Matteo Vittorio Corcos
(Livorno, 1859 - Florence, 1933)

Details

  • Author: Vittorio Matteo Corcos (Livorno, 1859 - Florence, 1933)  

  • Technique: oil on canvas 75 x 62 cm

Victor Corcos. 
Born in Livorno and enrolled as a young man at the Academy of Fine Arts in Florence, Corcos chooses Naples as an alternative destination for his Tuscan education by meeting, between 1878 and 1879, Domenico Morelli who convinced him to go to Paris where the artist will bind to the merchant Goupil - in which Boldini and De Nittis gravitated in those same years - and will inaugurate his brilliant and worldly streak in line with the aspirations of the French to celebrate every aspect of modern life. Assiduous in Léon Bonnat's studio, also frequented by Toulouse-Lautrec, Corcos presents his paintings at the Salons, he applies himself to painting en plein air demonstrating, in small and precious landscapes, an intelligent update on the developments of contemporary European art; he does not fail to participate in the evenings of the De Nittis lounge, artist and friend from whom he derives the atmospheric lightness of certain of his urban and marine views as well as the grace of the female portraits that will make Corcos' international fortune as an inimitable "peintre des jolies femmes" sought by beautiful world at the end of the century but also by prestigious personalities of the early thirty of the twentieth century.
In 1887, after converting from the Jewish to the Catholic religion, he married Emma Ciabatti widow Rotigliano and settled permanently in Florence, which he would abandon only for occasional business trips to London and Paris.
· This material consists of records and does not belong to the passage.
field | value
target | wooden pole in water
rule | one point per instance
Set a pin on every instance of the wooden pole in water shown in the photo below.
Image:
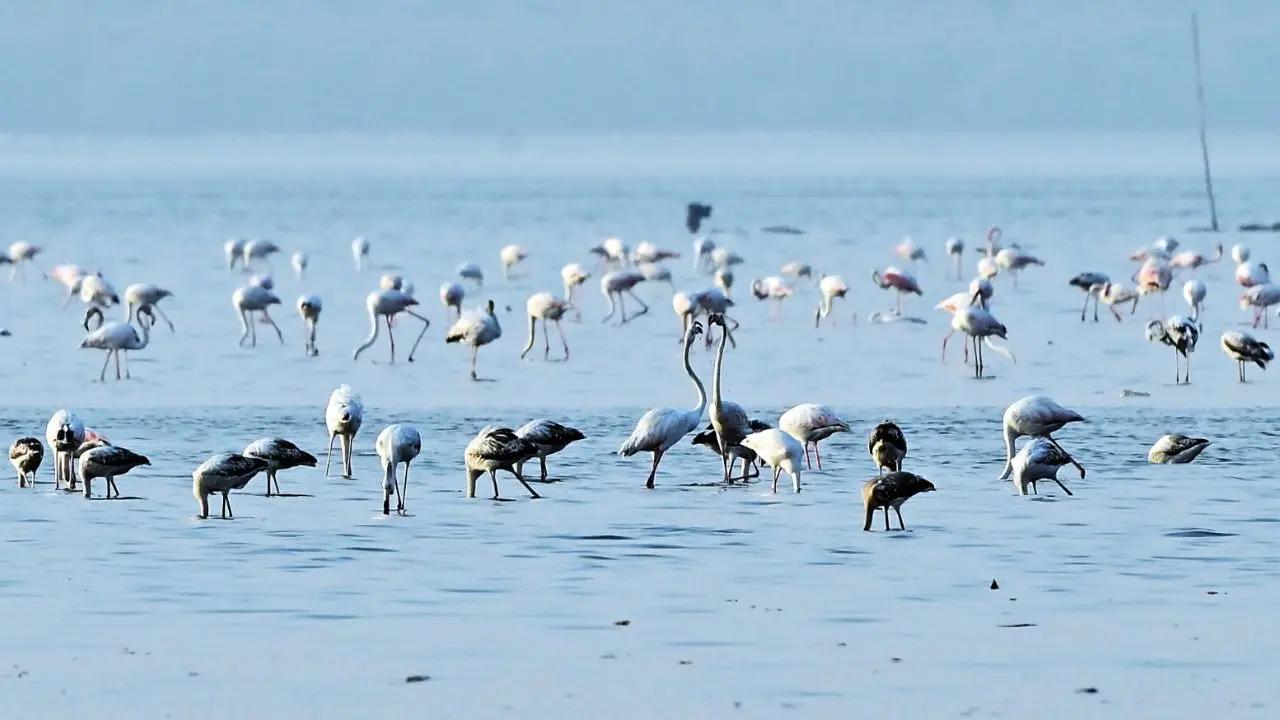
(1200, 101)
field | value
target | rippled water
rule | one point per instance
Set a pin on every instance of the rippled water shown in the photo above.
(1152, 586)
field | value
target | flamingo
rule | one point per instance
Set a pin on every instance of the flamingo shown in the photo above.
(300, 263)
(810, 423)
(900, 281)
(1244, 349)
(223, 473)
(891, 491)
(1040, 460)
(1175, 450)
(310, 308)
(343, 417)
(780, 451)
(394, 445)
(662, 428)
(1034, 415)
(511, 255)
(279, 455)
(115, 337)
(475, 329)
(830, 287)
(954, 247)
(613, 285)
(254, 299)
(108, 461)
(1087, 282)
(387, 304)
(1261, 297)
(497, 449)
(359, 251)
(549, 437)
(26, 454)
(146, 294)
(547, 308)
(471, 272)
(887, 447)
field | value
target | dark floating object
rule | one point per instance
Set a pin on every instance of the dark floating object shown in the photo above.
(695, 214)
(782, 229)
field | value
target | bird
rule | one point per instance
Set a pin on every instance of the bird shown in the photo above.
(359, 251)
(310, 308)
(900, 281)
(64, 434)
(887, 447)
(954, 247)
(1034, 415)
(1194, 291)
(511, 255)
(279, 455)
(387, 304)
(728, 419)
(146, 294)
(254, 299)
(617, 282)
(394, 445)
(775, 288)
(475, 329)
(1038, 460)
(259, 250)
(300, 263)
(810, 424)
(1244, 349)
(108, 461)
(117, 337)
(830, 287)
(342, 418)
(26, 454)
(1175, 450)
(497, 449)
(471, 272)
(780, 451)
(1179, 333)
(547, 308)
(1261, 297)
(662, 428)
(1087, 282)
(549, 437)
(223, 473)
(891, 491)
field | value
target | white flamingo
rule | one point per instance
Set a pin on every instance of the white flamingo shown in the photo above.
(343, 417)
(394, 445)
(387, 304)
(662, 428)
(223, 473)
(1034, 415)
(812, 423)
(255, 299)
(309, 309)
(547, 308)
(475, 329)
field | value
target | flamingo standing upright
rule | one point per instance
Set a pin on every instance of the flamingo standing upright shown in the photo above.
(662, 428)
(394, 445)
(547, 308)
(475, 329)
(342, 418)
(387, 304)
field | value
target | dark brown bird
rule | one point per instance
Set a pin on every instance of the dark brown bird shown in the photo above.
(891, 491)
(887, 447)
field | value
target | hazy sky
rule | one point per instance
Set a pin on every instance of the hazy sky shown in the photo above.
(284, 65)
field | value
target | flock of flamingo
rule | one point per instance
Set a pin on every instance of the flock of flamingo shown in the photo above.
(745, 445)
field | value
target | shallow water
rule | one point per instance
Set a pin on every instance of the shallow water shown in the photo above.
(1151, 584)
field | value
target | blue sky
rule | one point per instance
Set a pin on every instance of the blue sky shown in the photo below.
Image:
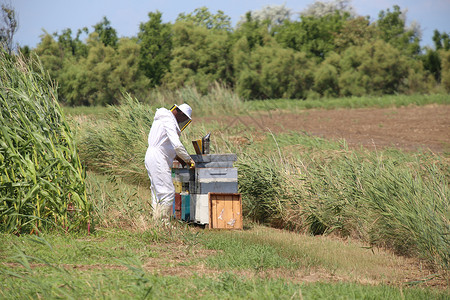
(125, 16)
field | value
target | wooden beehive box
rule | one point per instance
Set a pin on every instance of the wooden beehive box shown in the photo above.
(225, 211)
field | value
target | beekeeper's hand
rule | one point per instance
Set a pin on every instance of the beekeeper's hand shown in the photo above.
(191, 164)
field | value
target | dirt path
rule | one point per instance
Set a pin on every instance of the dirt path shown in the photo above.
(408, 128)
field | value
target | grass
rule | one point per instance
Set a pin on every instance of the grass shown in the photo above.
(42, 182)
(153, 264)
(386, 198)
(349, 102)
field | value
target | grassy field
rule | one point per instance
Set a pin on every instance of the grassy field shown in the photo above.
(355, 223)
(189, 263)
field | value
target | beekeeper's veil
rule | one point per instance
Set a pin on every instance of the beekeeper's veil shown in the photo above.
(187, 111)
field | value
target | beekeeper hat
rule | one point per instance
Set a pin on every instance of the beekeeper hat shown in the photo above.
(186, 109)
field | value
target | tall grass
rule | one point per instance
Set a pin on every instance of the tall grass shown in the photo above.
(388, 198)
(303, 183)
(116, 144)
(42, 181)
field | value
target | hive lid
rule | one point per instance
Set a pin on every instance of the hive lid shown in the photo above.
(205, 158)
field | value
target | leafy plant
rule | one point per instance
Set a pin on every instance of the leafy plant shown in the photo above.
(42, 181)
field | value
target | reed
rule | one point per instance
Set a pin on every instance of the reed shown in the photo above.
(42, 181)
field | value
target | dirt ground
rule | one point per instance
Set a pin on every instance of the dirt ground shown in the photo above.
(407, 128)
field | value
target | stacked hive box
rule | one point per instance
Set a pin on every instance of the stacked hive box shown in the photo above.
(213, 173)
(208, 193)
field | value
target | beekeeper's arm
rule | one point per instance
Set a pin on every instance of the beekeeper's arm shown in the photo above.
(177, 145)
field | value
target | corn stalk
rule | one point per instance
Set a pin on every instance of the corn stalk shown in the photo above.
(42, 182)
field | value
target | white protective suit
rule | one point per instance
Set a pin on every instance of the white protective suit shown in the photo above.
(163, 145)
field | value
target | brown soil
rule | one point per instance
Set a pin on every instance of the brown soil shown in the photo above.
(408, 128)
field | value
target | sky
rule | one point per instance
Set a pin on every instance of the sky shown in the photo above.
(35, 16)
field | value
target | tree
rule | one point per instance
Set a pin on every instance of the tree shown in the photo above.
(51, 55)
(313, 35)
(355, 32)
(375, 68)
(72, 46)
(200, 57)
(445, 67)
(106, 34)
(271, 15)
(155, 40)
(273, 72)
(8, 27)
(392, 29)
(321, 9)
(441, 40)
(202, 17)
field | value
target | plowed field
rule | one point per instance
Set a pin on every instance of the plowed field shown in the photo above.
(407, 128)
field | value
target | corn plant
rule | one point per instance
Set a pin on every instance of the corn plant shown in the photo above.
(42, 182)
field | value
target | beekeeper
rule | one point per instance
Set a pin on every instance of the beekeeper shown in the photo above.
(163, 146)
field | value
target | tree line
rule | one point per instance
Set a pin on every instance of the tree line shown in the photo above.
(327, 51)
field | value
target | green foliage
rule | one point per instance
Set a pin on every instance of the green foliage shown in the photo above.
(106, 34)
(273, 72)
(391, 26)
(328, 52)
(312, 35)
(105, 146)
(441, 40)
(200, 57)
(42, 181)
(155, 42)
(445, 67)
(202, 17)
(374, 68)
(8, 27)
(355, 32)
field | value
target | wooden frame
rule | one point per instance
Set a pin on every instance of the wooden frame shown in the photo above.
(225, 211)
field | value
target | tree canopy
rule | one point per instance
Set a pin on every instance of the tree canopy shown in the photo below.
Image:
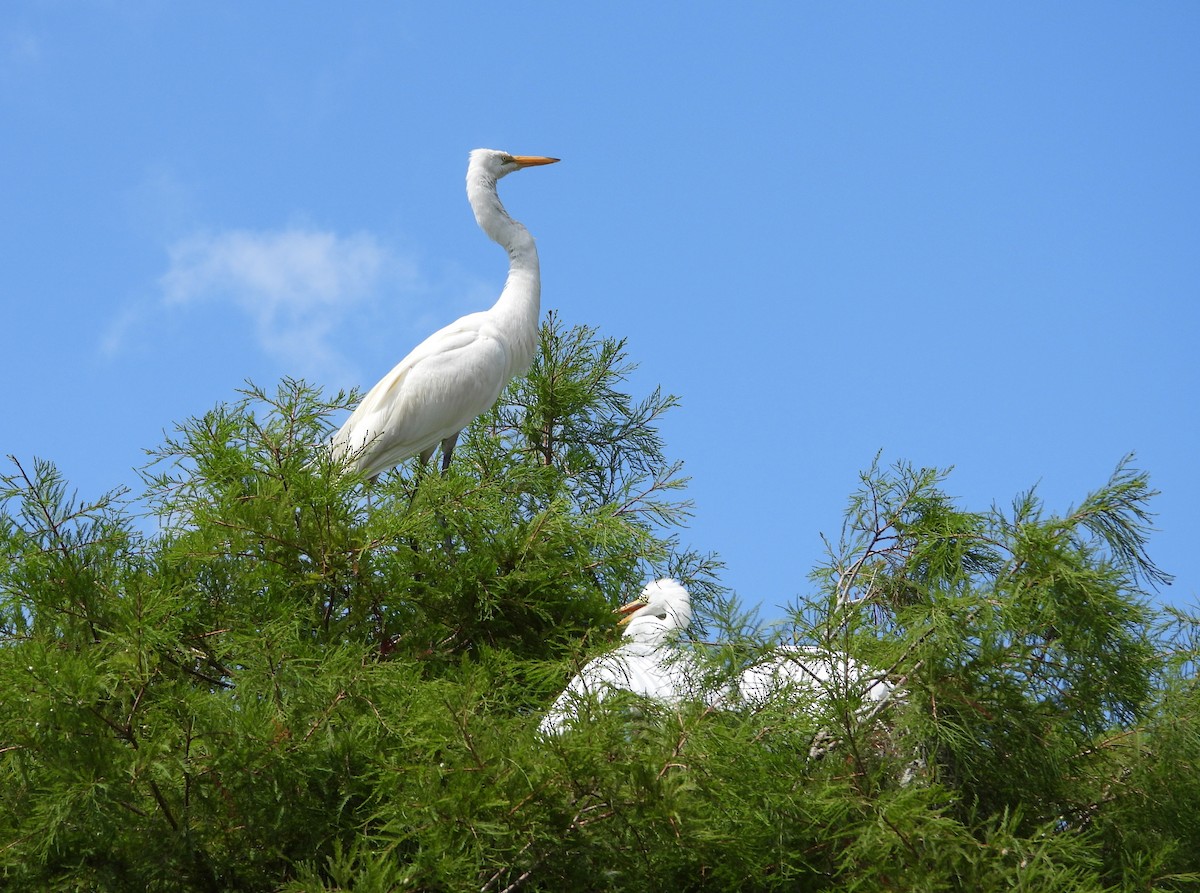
(258, 673)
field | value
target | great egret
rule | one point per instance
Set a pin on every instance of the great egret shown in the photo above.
(457, 372)
(645, 664)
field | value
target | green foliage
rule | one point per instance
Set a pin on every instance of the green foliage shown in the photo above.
(263, 675)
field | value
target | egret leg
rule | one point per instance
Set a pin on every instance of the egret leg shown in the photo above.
(448, 445)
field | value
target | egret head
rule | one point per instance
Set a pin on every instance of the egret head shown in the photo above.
(493, 163)
(663, 607)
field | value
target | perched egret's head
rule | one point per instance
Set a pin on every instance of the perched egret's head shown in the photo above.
(663, 607)
(493, 163)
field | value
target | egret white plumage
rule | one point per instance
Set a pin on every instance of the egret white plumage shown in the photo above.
(646, 664)
(460, 371)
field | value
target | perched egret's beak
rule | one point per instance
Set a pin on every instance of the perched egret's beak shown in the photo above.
(629, 610)
(532, 160)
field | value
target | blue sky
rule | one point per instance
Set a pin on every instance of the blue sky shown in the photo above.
(963, 234)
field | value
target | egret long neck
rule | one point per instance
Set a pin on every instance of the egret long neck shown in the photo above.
(519, 306)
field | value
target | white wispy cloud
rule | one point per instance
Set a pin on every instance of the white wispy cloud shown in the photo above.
(295, 285)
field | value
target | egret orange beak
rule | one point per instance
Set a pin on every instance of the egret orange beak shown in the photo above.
(628, 611)
(533, 160)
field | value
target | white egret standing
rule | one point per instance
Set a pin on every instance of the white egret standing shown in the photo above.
(645, 664)
(457, 372)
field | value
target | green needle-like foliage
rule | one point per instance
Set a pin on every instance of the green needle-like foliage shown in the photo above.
(262, 673)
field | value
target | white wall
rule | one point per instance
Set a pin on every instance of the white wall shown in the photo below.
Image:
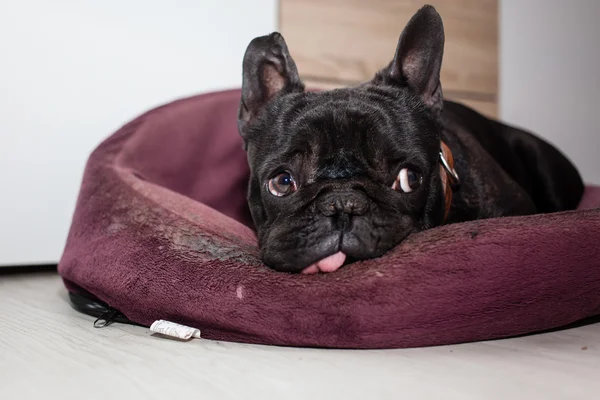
(550, 74)
(71, 72)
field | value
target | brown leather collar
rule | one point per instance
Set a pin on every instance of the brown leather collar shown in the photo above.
(450, 179)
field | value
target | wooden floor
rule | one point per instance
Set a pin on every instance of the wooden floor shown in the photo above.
(48, 350)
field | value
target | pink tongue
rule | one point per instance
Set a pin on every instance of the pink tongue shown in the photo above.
(328, 264)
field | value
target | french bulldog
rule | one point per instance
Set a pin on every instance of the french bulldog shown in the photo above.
(347, 174)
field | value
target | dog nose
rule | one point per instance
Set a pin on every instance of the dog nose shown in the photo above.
(346, 202)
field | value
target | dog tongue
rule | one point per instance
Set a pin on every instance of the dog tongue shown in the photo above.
(328, 264)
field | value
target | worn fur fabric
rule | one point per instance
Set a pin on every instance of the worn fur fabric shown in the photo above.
(161, 232)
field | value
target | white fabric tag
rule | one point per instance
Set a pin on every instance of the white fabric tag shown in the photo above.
(174, 330)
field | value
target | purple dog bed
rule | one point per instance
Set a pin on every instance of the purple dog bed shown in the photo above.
(161, 231)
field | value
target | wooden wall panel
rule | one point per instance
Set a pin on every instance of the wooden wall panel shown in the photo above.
(341, 42)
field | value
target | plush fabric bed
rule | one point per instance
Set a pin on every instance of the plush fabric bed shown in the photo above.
(162, 231)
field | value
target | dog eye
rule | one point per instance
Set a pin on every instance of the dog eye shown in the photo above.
(282, 184)
(407, 180)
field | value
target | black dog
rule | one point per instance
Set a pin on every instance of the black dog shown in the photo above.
(348, 174)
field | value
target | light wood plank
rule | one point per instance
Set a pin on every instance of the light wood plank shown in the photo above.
(49, 351)
(350, 40)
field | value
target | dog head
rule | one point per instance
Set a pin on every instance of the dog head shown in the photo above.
(345, 174)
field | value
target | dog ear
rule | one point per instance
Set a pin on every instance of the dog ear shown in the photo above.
(268, 70)
(418, 59)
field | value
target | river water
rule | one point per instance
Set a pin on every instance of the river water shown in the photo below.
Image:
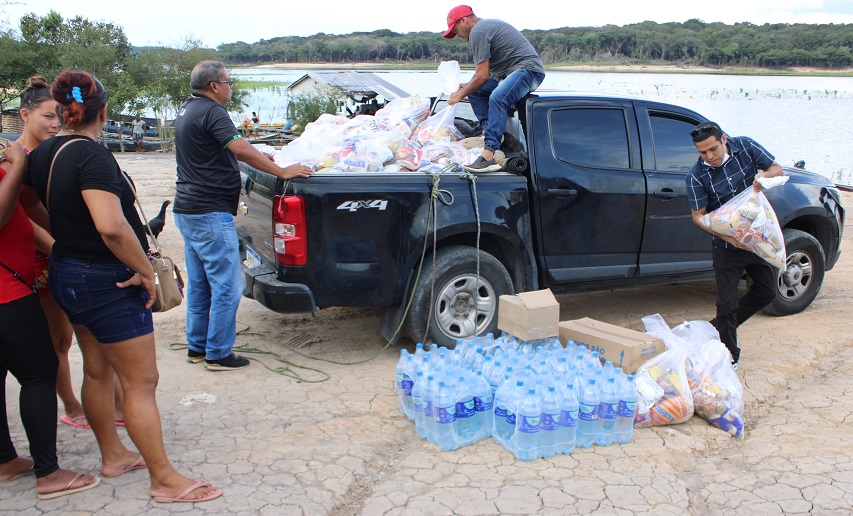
(794, 118)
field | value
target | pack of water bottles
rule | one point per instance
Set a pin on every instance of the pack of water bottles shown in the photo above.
(536, 398)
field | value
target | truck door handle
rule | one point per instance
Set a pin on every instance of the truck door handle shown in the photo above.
(562, 191)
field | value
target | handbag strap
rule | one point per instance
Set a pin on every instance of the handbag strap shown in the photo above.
(139, 204)
(50, 172)
(19, 278)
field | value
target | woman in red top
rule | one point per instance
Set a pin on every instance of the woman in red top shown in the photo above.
(25, 346)
(101, 277)
(41, 121)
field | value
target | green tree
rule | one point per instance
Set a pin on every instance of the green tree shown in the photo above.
(306, 107)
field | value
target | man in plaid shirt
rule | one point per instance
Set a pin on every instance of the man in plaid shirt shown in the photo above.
(726, 167)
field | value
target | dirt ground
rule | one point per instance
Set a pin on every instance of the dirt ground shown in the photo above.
(279, 446)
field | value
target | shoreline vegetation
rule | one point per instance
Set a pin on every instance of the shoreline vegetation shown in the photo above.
(575, 67)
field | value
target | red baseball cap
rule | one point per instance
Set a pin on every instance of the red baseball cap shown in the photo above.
(453, 17)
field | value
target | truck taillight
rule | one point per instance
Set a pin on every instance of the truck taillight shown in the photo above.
(289, 235)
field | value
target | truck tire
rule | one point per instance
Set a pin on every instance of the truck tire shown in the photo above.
(454, 315)
(800, 283)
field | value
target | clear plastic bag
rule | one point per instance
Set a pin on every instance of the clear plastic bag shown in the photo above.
(664, 396)
(750, 219)
(715, 389)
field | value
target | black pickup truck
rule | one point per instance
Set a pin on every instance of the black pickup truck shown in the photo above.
(599, 202)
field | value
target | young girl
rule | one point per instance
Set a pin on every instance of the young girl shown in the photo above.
(41, 121)
(101, 277)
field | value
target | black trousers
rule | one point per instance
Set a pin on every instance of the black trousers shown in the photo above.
(26, 351)
(729, 266)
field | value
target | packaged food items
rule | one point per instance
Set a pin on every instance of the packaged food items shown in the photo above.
(663, 391)
(750, 219)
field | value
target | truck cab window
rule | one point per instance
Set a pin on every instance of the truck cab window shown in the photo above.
(590, 137)
(674, 149)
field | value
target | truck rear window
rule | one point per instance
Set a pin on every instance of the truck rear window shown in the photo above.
(591, 137)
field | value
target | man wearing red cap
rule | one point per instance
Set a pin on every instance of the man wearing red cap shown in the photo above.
(508, 68)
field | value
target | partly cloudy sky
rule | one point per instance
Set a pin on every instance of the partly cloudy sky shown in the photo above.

In the climate of Umbertine Italy, the subjects dealt with by Corcos reflect, thanks to their enthralling narrative, the literary suggestions of naturalism and transalpine symbolism; while his wife's intellectual acquaintances will introduce the artist to the 'Marzocco' cenacle, the newspaper that operated between the solemn decline of Carducci, the intimate observatory of Pascoli's 'little boy', the sumptuous workshop of Gabriele d'Annunzio.
There is no shortage of Corcos catalogs of small landscapes, seascapes and paintings inspired by the life of the fields, declined in the style that included scenes of rustic, joyful or melancholic life, set in large-scale natural scenarios also studied on the French models of Millet and Breton equally loved, in Tuscany, by the painters friends Cannicci, Gioli, Tommasi, Cecconi, Signorini. As well as being the author of a famous portrait of Carducci, a frequent visitor to the family's literary salon, Corcos was the author of official retrospective portraits (Giuseppe Garibaldi), of intense snapshots of contemporary characters (Mascagni, Yorick, Lega,), of elegant icons of his time (Lina Cavalieri, Anna Morosini, Yole Biaggini Moschini) but was also called to very prestigious positions, such as those relating to the portraits of Carlos and Amalia of Portugal (1904), of Emperor William II (1904), of Queen Margherita (1922 ), of Queen Maria José (1931). On the sidelines of that fortunate activity, it can be remembered what Corcos himself declared regarding his representative method: “In a portrait what matters are the eyes; if they succeed as I want, with the right expression, the rest comes by itself ".
Corcos' literary interests manifested themselves, hand in hand, in his collaboration with the 'Marzocco' and the 'Tribuna'; in a volume of short stories (Mademoiselle Le Prince, Livorno 1901); in his participation in the editorial projects of Pascoli (correspondent of his wife, whom the poet called the "kind unknown") who had united him to Nomellini and De Carolis in the decorative planning of their volumes. In 1913 Corcos will donate his self-portrait to the Uffizi Gallery.